Data is rearranged to store the most significant bit of every value, followed by the second most significant bit of every value, and so on. Finally, the result is LZ4 compressed. Bitshuffle encoding is a good choice for columns that have many repeated values, or values that change by small amounts when sorted by primary key. The bitshuffle project has a good overview of performance and use cases.

Run Length Encoding

Runs (consecutive repeated values) are compressed in a column by storing only the value and the count. Run length encoding is effective for columns with many consecutive repeated values when sorted by primary key.

Dictionary Encoding

A dictionary of unique values is built, and each column value is encoded as its corresponding index in the dictionary. Dictionary encoding is effective for columns with low cardinality. If the column values of a given row set are unable to be compressed because the number of unique values is too high, Kudu will transparently fall back to plain encoding for that row set. This is evaluated during flush.

Prefix Encoding

Common prefixes are compressed in consecutive column values. Prefix encoding can be effective for values that share common prefixes, or the first column of the primary key, since rows are sorted by primary key within tablets.

Column Compression

Kudu allows per-column compression using LZ4, snappy, or zlib compression codecs. By default, columns are stored uncompressed. Consider using compression if reducing storage space is more important than raw scan performance.
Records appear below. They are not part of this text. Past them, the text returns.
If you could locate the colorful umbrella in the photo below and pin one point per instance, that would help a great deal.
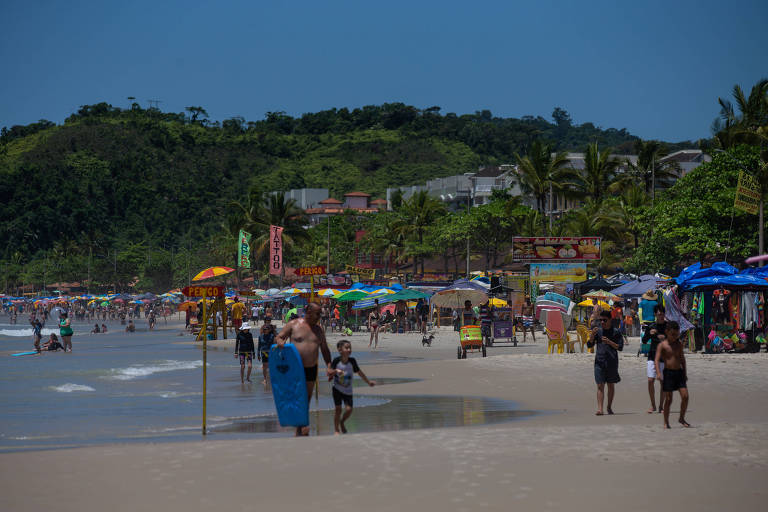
(212, 272)
(601, 294)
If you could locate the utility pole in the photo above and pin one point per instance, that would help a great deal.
(328, 256)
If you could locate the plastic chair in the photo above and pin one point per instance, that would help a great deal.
(556, 334)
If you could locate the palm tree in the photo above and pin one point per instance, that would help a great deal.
(750, 125)
(539, 172)
(419, 212)
(597, 176)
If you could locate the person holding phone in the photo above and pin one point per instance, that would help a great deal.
(607, 341)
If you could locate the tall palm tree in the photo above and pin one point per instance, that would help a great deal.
(539, 172)
(597, 176)
(750, 124)
(419, 212)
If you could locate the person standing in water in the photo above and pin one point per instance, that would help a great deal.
(65, 330)
(309, 339)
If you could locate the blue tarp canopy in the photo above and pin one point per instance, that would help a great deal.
(721, 274)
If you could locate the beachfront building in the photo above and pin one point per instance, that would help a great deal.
(359, 202)
(470, 188)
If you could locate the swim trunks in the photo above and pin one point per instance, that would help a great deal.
(310, 373)
(650, 369)
(673, 380)
(339, 397)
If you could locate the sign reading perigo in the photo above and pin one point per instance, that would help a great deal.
(584, 248)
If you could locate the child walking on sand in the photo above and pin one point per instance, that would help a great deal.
(674, 377)
(345, 367)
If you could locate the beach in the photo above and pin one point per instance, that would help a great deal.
(559, 455)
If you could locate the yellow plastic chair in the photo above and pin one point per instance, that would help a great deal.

Every data set will compress differently, but in general LZ4 has the least effect on performance, while zlib will compress to the smallest data sizes. Bitshuffle-encoded columns are inherently compressed using LZ4, so it is not typically beneficial to apply additional compression on top of this encoding.

Known Limitations

Kudu currently has some known limitations that may factor into schema design. When designing your schema, consider these limitations together, not in isolation. If you test these limitations and your findings are different from these, please share your test cases and results.

Number of Columns

Kudu has not been thoroughly tested with more than 200 columns and we recommend schemas with fewer than 50 columns per table.

Size of Rows

Kudu has not been thoroughly tested with rows larger than 10 kb. Most testing has been on rows at 1 kb.

Size of Cells

There is no hard limit imposed by Kudu, but large values (10s of kilobytes and above) are likely to perform poorly and may cause stability issues in current Kudu releases.

Immutable Primary Keys

Kudu does not allow you to update the primary key of a row after insertion.

Non-alterable Primary Key

Kudu does not allow you to alter the primary key columns after table creation.

Non-alterable Partition Schema

Kudu does not allow you to alter the partition schema after table creation.

Partition Pruning

When tables use hash buckets, the Java client does not yet use scan predicates to prune tablets for scans over these tables. In the future, specifying an equality predicate on all columns in the hash bucket component will limit the scan to only the tablets corresponding to the hash bucket.

Tablet Splitting

You currently cannot split or merge tablets after table creation. You must create the appropriate number of tablets in the partition schema at table creation. As a workaround, you can copy the contents of one table to another by using a CREATE TABLE AS SELECT statement or creating an empty table and using an INSERT query with SELECT in the predicate to populate the new table.